Types of volatile substances

There are many commercial and industrial products that are likely to be used as inhalants. Although the reinforcing effects of all of them are similar, framed in the category of depressant substances, they differ in their profile of side effects and in the possible physical and psychological sequelae that are associated with their consumption.

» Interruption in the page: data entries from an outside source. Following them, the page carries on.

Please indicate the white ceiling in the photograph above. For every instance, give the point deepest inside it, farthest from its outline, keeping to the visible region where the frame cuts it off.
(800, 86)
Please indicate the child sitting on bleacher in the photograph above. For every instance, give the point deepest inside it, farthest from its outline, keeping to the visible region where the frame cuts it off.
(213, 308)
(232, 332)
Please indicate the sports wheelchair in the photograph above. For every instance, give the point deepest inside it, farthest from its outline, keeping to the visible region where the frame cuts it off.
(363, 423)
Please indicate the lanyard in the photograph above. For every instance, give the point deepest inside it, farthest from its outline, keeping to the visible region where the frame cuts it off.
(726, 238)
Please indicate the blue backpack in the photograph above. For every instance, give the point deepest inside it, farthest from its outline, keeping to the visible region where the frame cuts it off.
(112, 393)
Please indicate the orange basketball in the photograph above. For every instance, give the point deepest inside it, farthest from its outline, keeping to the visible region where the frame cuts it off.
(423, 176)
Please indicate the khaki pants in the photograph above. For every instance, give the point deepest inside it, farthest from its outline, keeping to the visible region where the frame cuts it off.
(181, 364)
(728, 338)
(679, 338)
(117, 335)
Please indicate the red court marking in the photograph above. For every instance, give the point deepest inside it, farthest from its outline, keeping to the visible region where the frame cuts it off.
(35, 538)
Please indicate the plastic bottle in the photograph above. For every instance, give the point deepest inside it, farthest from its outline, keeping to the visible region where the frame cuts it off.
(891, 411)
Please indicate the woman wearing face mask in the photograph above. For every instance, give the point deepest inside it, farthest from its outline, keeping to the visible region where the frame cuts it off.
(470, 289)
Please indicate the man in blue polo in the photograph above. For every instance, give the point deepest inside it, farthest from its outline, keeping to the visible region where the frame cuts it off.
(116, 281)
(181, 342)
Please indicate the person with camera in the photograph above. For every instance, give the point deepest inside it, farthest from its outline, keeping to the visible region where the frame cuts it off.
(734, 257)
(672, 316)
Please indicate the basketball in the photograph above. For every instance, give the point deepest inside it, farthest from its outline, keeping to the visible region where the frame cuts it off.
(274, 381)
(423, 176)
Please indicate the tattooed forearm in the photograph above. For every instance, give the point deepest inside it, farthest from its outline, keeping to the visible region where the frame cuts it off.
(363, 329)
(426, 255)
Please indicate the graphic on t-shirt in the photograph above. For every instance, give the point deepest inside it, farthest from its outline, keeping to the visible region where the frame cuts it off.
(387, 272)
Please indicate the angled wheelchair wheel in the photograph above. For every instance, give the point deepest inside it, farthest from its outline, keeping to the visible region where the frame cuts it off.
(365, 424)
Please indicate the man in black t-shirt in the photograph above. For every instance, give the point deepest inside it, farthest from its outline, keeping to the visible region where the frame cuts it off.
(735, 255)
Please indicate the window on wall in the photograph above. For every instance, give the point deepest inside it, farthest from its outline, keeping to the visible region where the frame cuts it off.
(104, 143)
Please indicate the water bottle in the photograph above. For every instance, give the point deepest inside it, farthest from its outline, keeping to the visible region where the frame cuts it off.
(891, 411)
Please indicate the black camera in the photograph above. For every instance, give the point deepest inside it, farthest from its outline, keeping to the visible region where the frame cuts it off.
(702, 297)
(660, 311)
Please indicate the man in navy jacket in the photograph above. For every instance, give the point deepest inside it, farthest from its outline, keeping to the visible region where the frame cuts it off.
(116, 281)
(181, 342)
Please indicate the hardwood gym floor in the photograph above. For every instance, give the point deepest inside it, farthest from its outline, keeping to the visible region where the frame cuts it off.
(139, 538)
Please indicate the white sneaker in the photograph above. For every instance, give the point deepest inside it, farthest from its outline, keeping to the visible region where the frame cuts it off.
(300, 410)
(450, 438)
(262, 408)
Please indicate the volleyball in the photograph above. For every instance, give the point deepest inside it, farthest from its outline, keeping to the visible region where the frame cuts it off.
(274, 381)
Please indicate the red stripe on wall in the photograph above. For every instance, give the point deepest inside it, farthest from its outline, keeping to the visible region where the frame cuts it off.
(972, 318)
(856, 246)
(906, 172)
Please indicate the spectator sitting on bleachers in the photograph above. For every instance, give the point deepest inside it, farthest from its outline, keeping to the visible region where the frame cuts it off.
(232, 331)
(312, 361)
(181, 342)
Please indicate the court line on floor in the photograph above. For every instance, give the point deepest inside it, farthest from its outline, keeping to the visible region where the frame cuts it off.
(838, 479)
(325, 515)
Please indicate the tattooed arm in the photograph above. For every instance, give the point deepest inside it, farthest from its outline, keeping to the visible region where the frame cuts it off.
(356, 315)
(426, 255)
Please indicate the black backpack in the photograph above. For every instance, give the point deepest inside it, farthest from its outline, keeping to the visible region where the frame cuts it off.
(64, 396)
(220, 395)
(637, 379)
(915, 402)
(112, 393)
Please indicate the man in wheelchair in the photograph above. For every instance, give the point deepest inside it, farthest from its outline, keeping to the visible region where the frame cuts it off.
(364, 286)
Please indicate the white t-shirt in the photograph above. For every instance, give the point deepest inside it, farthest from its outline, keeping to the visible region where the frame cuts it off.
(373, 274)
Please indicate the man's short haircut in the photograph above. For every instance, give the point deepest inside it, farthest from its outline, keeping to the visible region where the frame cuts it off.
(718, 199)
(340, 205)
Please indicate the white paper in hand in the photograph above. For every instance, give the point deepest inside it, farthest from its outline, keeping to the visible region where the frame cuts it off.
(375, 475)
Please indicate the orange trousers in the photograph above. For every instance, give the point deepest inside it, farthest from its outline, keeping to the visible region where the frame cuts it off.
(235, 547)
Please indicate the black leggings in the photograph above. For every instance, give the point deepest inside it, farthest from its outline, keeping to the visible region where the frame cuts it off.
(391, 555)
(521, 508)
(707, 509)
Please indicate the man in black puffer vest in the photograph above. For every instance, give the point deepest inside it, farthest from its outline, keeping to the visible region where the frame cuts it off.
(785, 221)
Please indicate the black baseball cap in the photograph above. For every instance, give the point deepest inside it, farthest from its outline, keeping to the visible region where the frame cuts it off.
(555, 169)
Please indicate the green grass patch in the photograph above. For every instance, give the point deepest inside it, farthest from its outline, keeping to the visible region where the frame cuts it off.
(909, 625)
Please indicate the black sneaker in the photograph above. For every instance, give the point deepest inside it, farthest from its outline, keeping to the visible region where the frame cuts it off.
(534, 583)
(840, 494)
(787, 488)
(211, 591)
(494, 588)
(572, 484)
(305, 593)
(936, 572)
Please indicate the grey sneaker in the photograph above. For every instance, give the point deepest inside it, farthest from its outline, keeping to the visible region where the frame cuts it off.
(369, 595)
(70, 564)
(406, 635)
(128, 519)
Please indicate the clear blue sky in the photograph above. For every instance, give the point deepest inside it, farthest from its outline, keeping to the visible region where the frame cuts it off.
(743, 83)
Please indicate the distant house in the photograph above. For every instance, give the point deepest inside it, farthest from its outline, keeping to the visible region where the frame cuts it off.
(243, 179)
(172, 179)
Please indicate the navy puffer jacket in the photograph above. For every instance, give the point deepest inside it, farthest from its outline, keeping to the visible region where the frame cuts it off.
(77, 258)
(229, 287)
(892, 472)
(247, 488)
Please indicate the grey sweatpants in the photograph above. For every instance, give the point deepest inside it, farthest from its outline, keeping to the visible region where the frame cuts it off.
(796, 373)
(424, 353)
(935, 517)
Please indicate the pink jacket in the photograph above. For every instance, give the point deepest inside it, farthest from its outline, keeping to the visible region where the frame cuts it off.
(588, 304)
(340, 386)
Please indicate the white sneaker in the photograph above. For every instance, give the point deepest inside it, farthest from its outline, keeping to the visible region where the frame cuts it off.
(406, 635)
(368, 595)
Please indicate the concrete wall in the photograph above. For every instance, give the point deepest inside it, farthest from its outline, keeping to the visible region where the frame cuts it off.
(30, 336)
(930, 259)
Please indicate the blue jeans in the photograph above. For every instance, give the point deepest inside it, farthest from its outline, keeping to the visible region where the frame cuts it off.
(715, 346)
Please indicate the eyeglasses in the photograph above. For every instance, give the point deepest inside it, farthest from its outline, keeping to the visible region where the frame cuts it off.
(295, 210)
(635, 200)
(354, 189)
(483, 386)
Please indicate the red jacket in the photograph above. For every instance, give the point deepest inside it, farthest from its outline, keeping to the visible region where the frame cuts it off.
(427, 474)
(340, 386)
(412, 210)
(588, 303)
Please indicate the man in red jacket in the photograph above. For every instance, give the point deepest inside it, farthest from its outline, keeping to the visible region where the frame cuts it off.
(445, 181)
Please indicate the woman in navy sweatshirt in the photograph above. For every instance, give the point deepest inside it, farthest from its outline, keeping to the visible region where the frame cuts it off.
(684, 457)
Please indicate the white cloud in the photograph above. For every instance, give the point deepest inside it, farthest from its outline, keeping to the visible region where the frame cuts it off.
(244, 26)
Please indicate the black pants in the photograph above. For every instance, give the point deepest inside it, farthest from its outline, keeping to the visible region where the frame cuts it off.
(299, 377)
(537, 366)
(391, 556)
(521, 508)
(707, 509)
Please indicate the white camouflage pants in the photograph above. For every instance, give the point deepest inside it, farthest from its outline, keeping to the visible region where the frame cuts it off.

1. Methyl alcohol (methanol)

Methyl alcohol is a chemical compound that is used to make products such as glues, antifreeze and solvents. It is also about alcohol with a simpler structure.Methanol abuse is associated with the appearance of physical weakness, headaches and blindness between 6 and 30 hours after consumption, and can cause death.

2. Ketones

The most important inhalant in this class is acetone or propanone, which is used as a component of plastics, solvents, glues, glues, degreasers, medicines ... Its consumption causes a characteristic and severe irritation of the skin, mucous membranes and eyes; this phenomenon has been called "inhaler syndrome" .

3. Esters

Esters, such as ethyl acetate or ethanoate (used primarily as a solvent), have effects similar to those of acetone: they very often cause irritation typical of inhaler syndrome, although not as severe as in the case previous.

4. Anesthetics

The anesthetic that is most commonly used as an inhaled drug is trichlorethylene or TCE, which also serves to make solvents, degreasers and stain removers, among other products. Trichlorethylene can cause permanent lesions in the liver , in the kidneys and nerves , especially in the cranial and, more particularly, the optician.

5. Aliphatic hydrocarbons

Aliphatic hydrocarbons such as hexane are found in gasoline, in solvents, and in glues and glues. The abuse of these potential inhalants causes anemia, weakness and atrophy in the muscles, sensory deficits (mainly in tactile perception) and structural deterioration of the nervous system.

6. Aromatic hydrocarbons

Among this type of hydrocarbons it is worth mentioning Toluene, component of gasoline, glues, solvents and degreasers. In this case the symptoms of severe poisoning include nausea, pain in the stomach, lack of appetite, tremors, obtundation of consciousness, jaundice and permanent damage to the liver, kidneys and nervous system.

How To Treat Poisoning, Signs & Symptoms - First Aid Training - St John Ambulance (March 2024).